Wednesday, February 17, 2016

Mental health and maternal health.

Broadly has a piece up called When New Moms Die from Mental Health Issues, We Are 'Failing as a Society,' not the greatest title, but it's all there.

The article discuses postpartum psychosis - something that affects 1 in 1,000 mothers. I'd never heard of the disorder, having mostly heard of postpartum depression.
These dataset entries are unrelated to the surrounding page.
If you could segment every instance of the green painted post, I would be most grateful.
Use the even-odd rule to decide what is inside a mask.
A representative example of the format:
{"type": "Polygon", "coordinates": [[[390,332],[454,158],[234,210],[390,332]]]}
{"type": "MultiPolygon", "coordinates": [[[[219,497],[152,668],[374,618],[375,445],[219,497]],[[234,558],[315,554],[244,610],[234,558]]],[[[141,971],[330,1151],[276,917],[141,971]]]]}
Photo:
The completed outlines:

Postpartum psychosis can be severe and the examples given in the article are pretty terrifying. 
A study published in the Journal of Women's Health explains that postpartum psychosis usually occurs shortly after childbirth and "is marked by symptoms of mood lability [mood swings], cognitive disorganization, delusional beliefs, and hallucinations." Treatments for postpartum psychosis include therapy and antipsychotics.
The article goes on to site a study that Massachusetts General Hospital's Center for Women's Mental Health study that says 85% of women will suffer "some type of mood disturbance." They add that the New York State Department of Health reports up to 20% of women developing perinatal depression.
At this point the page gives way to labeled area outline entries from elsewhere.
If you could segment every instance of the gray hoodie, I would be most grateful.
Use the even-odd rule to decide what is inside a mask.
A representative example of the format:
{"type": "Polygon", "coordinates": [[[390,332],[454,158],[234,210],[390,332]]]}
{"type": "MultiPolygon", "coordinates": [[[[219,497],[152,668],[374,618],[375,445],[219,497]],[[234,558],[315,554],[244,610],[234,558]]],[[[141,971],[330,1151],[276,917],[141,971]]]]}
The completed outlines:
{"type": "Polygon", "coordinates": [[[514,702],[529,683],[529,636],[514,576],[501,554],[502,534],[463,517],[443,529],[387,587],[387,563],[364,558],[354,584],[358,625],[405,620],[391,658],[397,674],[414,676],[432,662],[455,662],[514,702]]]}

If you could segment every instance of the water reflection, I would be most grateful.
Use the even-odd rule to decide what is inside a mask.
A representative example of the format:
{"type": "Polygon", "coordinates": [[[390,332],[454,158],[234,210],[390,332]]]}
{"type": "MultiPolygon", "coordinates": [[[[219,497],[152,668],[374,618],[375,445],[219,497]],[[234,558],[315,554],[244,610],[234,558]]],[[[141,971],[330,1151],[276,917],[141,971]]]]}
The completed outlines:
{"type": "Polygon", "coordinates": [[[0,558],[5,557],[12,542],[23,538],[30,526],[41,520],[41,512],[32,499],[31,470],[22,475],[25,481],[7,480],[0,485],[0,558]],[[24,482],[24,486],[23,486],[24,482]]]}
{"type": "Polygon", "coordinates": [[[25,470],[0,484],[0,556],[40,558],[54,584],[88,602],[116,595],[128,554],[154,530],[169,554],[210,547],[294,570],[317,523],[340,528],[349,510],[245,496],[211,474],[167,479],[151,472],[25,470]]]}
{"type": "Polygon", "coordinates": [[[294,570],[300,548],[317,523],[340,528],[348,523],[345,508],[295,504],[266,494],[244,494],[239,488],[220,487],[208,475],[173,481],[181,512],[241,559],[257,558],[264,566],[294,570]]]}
It ends with a pretty powerful quote by Jamie Zahlaway Belsito, the director of the National Coalition for Maternal Mental Health:
Mental health needs to be part of the overall conversation about maternal health. Not only do OB/GYNs need to make sure that a mother is physically healthy—that she's exercising, etc.—but that she's feeling healthy, on a holistic level. And if she's not, OB/GYNs need to be there to reassure mothers that whatever they're feeling—whatever 'bad' thoughts they're having—are normal. You're not a bad mom because you're dealing with mental health issues.
This needs to be destigmatized, and this bill could help do this. Mental health should be openly discussed. It's part of the process of birth. If we see one more mother die because of an undiagnosed mental health crisis, we are failing as a society.
Take a look at the article. I have a few friends who have had babies recently. We talk about how they're feeling, and they both have present, supportive partners, so I feel that they're stable, but I know mental health struggles well enough to know that doesn't necessarily mean anything. I'm going to e-mail them the article, with a little preface that it's important stuff to know, and to talk openly about. Is that weird?